The Rebellious House: a Tale of Beams and Motes
My pastor is preaching through Ezekiel right now, and I have been enjoying the walk-through of a book of the Bible I’ve always had trouble understanding. Pastor made an interesting point in one of his recent messages which got me to thinking.
In Ezekiel 2, God tells Ezekiel that He wants him to take His message to the people, but that they are a “rebellious house” and will not listen to him. The word “rebellious” is used repeatedly throughout the chapter, and Pastor pointed out that it is the same Hebrew word the Israelites used to describe the Gentiles. Now, God was using this same derogatory term to describe them!
I imagine that must not have gone over well with the Israelites.
But God is a God of truth, and what He said was indeed true. The Israelites who looked down on the sin and unbelief of their Gentile neighbors were themselves being taken to task for sin and unbelief. And in a sense, the Israelite’s sin was worse.

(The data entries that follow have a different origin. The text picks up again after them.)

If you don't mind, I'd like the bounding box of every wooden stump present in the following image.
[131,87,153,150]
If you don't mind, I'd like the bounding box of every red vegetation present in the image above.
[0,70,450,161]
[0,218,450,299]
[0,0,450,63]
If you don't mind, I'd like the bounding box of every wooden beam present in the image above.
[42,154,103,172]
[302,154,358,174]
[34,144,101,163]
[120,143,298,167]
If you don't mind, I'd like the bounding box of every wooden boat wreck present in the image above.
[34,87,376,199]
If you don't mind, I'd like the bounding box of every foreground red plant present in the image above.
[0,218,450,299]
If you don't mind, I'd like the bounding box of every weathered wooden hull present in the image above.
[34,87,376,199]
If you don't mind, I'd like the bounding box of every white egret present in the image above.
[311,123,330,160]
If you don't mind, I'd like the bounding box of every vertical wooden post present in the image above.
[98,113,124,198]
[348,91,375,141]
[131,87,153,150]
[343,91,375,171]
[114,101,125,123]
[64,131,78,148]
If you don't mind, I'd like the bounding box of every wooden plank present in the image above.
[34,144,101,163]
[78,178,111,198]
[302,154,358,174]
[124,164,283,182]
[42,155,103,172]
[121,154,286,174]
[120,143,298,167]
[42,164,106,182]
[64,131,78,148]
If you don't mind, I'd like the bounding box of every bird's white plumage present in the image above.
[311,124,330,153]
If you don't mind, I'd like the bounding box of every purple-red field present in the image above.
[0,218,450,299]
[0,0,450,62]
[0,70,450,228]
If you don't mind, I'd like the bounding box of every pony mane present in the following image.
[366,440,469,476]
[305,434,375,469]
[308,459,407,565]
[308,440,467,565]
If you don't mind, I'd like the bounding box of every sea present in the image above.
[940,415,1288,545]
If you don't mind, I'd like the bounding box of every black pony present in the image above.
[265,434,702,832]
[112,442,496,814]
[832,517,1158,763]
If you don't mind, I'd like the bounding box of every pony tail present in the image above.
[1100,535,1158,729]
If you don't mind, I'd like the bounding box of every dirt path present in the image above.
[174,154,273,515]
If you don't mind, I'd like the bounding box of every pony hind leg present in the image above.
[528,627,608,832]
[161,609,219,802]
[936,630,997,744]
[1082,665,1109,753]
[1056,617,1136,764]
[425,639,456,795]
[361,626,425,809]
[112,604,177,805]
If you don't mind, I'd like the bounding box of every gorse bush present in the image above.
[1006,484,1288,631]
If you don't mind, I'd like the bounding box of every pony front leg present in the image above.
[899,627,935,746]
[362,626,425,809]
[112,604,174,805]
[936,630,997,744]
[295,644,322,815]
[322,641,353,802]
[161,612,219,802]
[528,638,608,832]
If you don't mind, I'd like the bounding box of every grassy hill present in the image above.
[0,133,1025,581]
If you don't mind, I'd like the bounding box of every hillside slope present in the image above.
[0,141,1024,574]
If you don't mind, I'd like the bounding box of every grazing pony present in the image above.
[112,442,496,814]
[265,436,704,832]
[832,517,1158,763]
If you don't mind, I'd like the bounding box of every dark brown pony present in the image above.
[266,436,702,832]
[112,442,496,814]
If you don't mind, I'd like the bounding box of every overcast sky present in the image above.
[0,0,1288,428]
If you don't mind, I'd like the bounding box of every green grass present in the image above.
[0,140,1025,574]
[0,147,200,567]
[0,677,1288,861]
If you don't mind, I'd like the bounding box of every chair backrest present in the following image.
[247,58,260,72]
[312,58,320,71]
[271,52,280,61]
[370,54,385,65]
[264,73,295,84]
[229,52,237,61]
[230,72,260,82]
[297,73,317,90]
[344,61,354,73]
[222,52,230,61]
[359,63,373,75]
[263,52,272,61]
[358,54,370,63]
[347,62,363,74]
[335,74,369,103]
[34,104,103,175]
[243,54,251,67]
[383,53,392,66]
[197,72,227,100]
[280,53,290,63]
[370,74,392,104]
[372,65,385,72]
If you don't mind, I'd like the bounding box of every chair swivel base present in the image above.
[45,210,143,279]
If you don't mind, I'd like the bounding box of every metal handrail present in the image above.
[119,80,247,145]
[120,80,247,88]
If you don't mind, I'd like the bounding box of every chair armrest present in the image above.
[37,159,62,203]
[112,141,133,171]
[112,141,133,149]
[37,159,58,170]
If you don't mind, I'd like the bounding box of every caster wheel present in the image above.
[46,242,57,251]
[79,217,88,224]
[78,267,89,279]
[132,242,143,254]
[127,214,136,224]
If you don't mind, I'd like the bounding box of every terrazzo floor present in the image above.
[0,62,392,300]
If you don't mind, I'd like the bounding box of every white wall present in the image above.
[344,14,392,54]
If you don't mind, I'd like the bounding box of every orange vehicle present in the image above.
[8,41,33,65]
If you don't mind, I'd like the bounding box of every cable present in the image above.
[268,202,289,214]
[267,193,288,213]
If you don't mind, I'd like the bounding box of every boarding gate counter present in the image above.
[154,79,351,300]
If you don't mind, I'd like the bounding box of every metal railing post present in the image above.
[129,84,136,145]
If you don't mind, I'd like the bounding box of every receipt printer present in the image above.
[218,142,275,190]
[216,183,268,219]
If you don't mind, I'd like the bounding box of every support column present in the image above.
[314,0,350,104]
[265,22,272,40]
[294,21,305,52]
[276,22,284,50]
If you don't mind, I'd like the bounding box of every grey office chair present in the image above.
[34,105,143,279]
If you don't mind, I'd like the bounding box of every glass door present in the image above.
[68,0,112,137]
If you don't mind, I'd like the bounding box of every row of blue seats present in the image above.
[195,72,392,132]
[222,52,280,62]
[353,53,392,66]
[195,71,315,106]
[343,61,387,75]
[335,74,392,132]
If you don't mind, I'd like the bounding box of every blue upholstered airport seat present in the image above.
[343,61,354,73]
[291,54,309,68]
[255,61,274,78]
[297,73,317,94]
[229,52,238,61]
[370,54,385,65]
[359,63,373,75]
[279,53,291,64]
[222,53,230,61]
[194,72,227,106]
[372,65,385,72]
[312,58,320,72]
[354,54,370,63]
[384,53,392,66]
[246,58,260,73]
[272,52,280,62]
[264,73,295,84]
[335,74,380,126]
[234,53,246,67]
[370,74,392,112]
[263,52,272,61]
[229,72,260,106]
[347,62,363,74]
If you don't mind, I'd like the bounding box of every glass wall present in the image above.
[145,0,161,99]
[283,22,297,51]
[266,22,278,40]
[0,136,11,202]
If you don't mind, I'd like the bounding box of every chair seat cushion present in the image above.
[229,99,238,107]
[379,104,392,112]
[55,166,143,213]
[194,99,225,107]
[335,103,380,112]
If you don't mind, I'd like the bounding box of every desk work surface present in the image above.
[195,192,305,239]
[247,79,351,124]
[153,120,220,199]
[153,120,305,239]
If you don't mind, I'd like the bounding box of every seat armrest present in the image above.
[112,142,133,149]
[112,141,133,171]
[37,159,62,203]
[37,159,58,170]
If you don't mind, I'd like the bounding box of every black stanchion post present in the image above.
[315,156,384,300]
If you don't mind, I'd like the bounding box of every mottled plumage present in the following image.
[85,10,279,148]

The Israelites had been given God’s law directly from the mouth of God Himself. They had a society structured around that law from the ground up. They had access to all the details and intricacies of the law, and they had every opportunity to follow it. They even had God Himself protecting and guiding them and had seen His hand at work over and over throughout their history.
And yet, they had cast off the worship of God and obedience to His laws and taken the sin and idols of the Gentiles and made them their own. Their self-righteousness was absurd, and their rebellion was compounded by their pride and hypocrisy.
It reminds me of Jesus’ words in Matthew 7:4
“And why beholdest thou the mote that is in thy brother’s eye, but considerest not the beam that is in thine own eye?”
I wonder how often we do the same thing as the Israelites? How often do we look down on the world, while borrowing from it? Just as Israel was chosen to be God’s special people, called out from among the nations to be a separate, holy picture of His righteousness, we who are the saved in Christ have likewise been called out to be separate.
“But ye are a chosen generation, a royal priesthood, an holy nation, a peculiar people; that ye should shew forth the praises of Him who hath called you out of darkness into His marvelous light” (1 Peter 2:9)
Israel had rejected the very things that were meant by God to set them apart as His special people. Are we doing the same? Do we claim the status of being God’s “peculiar people” while refusing to be “peculiar?” Or, are we, like Ezekiel, standing boldly in the midst of a rebellious generation, a “watchman” faithfully warning God’s people and faithfully reminding them of the danger of rebellion and the reality of the holy God.